There was a ton of this stuff before Chrome or WebKit even existed! Back in my day, we used Selenium and hated it. (I was lucky enough to start after Mercury...)
having to add ids to elements is one of those classic tradeoffs -- the alternative was to use css or xpath selectors, which can be even worse, maintenance-wise. i'm secretly hoping ai code-gen apps pumped out by things like Lovable or Claude Code automagically generate element test-ids and the tests for you and we never have to worry about it again.
that might not matter if the agent is re-finding the element between sessions anyway, but then you're paying a lookup cost (time + tokens) each time. compared to just using document.getelementbyid() on an explicit id.
we cant modify the dom to add IDs because we'd get detected by block-blockers very quickly. we're gradually trying to get rid of all DOM tampering entirely for that reason.

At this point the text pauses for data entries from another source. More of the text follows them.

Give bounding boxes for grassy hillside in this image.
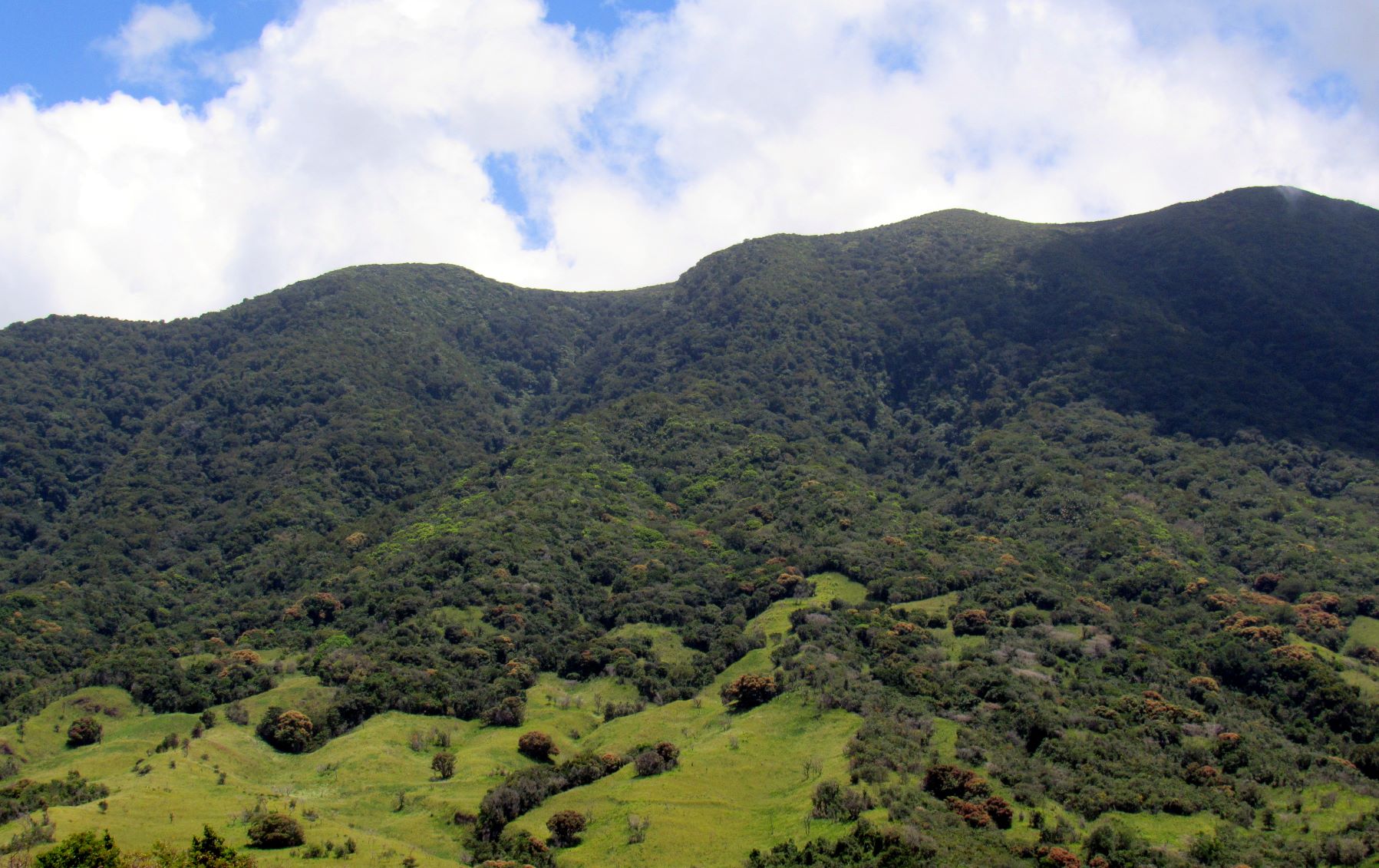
[8,189,1379,868]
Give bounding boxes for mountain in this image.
[0,188,1379,865]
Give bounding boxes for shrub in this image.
[924,764,990,799]
[981,796,1015,830]
[948,796,991,828]
[720,673,780,711]
[811,781,874,823]
[953,609,991,636]
[33,832,123,868]
[483,697,526,726]
[256,707,316,754]
[248,813,306,850]
[632,741,680,777]
[632,751,666,777]
[517,730,560,763]
[68,718,104,748]
[431,751,455,781]
[546,810,588,847]
[186,825,254,868]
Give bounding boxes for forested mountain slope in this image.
[0,189,1379,865]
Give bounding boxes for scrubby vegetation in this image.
[0,190,1379,868]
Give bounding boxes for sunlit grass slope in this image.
[0,574,865,866]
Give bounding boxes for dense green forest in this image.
[0,188,1379,866]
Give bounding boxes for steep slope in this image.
[0,189,1379,865]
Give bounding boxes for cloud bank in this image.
[0,0,1379,323]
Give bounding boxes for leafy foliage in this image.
[0,189,1379,865]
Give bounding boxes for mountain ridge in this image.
[0,188,1379,865]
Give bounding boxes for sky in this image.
[0,0,1379,325]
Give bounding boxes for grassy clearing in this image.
[0,574,865,868]
[0,676,633,868]
[1346,616,1379,650]
[1097,811,1219,851]
[608,622,701,665]
[513,574,866,868]
[895,591,958,617]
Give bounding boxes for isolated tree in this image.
[632,741,680,777]
[718,673,780,711]
[431,751,455,781]
[248,813,306,850]
[258,708,316,754]
[517,730,560,763]
[68,718,104,748]
[546,810,588,847]
[186,825,254,868]
[484,697,526,726]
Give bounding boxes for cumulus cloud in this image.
[0,0,1379,322]
[99,2,213,90]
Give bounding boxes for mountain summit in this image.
[0,188,1379,865]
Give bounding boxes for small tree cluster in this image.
[517,730,560,763]
[953,609,991,636]
[68,718,104,748]
[948,796,1015,830]
[248,811,306,850]
[546,810,589,847]
[35,832,124,868]
[924,764,990,799]
[483,697,526,726]
[632,741,680,777]
[431,751,455,781]
[256,707,316,754]
[811,781,874,823]
[720,673,780,711]
[474,754,628,842]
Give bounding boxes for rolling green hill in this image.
[0,188,1379,866]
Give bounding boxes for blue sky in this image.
[0,0,1379,325]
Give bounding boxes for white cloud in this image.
[99,0,213,88]
[0,0,1379,322]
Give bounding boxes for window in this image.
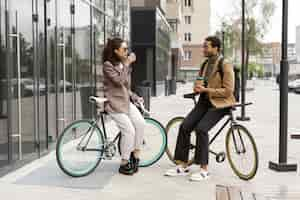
[183,50,192,61]
[184,0,192,7]
[184,33,192,42]
[184,16,192,24]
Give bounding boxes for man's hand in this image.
[127,52,136,64]
[193,85,208,93]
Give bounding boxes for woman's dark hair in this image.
[205,36,221,51]
[102,37,125,65]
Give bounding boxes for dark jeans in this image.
[174,99,228,165]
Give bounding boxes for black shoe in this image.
[130,153,140,173]
[119,162,134,175]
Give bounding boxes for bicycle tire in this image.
[225,124,258,180]
[56,120,104,177]
[118,117,167,167]
[166,116,195,165]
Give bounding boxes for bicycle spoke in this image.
[226,125,258,180]
[56,120,104,176]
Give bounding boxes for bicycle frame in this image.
[184,94,246,155]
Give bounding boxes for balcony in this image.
[166,0,182,23]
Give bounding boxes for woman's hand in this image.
[193,85,208,93]
[127,52,136,64]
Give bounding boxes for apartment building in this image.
[0,0,130,174]
[178,0,210,80]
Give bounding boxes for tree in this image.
[216,0,276,79]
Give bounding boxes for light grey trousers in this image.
[109,103,145,160]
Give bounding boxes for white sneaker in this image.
[164,166,190,176]
[190,169,210,181]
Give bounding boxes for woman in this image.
[103,38,145,175]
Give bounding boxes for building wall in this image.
[179,0,210,75]
[0,0,130,174]
[296,26,300,62]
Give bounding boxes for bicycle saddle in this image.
[89,96,108,104]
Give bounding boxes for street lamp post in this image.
[222,30,225,57]
[269,0,297,171]
[222,22,225,57]
[237,0,250,121]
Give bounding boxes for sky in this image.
[210,0,300,43]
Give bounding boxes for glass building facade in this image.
[0,0,130,170]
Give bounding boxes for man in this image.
[165,36,235,181]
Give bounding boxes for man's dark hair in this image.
[102,37,124,65]
[205,36,221,51]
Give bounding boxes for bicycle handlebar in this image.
[133,102,150,115]
[183,92,253,110]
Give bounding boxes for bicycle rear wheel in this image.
[166,117,196,165]
[118,117,167,167]
[225,125,258,180]
[56,120,104,177]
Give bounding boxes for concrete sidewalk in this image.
[0,81,300,200]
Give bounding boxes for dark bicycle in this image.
[166,93,258,180]
[56,96,167,177]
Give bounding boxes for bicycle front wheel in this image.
[56,120,104,177]
[139,117,167,167]
[225,125,258,180]
[166,117,196,165]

We had a complex user registration workflow that supported multiple nationalities and languages in a international bank website.
I setup selenium tests to detect breakages because it was almost humanly impossible to retest all workflows after every sprint.
It brought back sanity to the team and QA folks.
Tools that came after certainly benefitted from selenium lessons.
I still deeply appreciate these tools, even though I also find them a bit frustrating.
fun-fact: i've never used mercury. when i came up with "selenium" -- it was because a colleague saw an early demo and said it had the potential to "kill mercury". (spoiler alert!)
but in that moment, i hadn't heard of mercury before, so i had to google it. i then also spent a few extra cycles googling around for a "cure for mercury poisoning" just so i could continue the conversation with that colleague with a proto-dad-joke... and landed on a page about selenium supplements. things obviously got out of hand.
i didn't want to call the project "selenium". i preferred the name "check engine", but people started calling it "selenium" anyway. i only wish nice things for the mercury team -- the only thing i know about them is that hp acquired mercury for $4.5B. so i hope they blissfully don't care about me or my bad dad-jokes.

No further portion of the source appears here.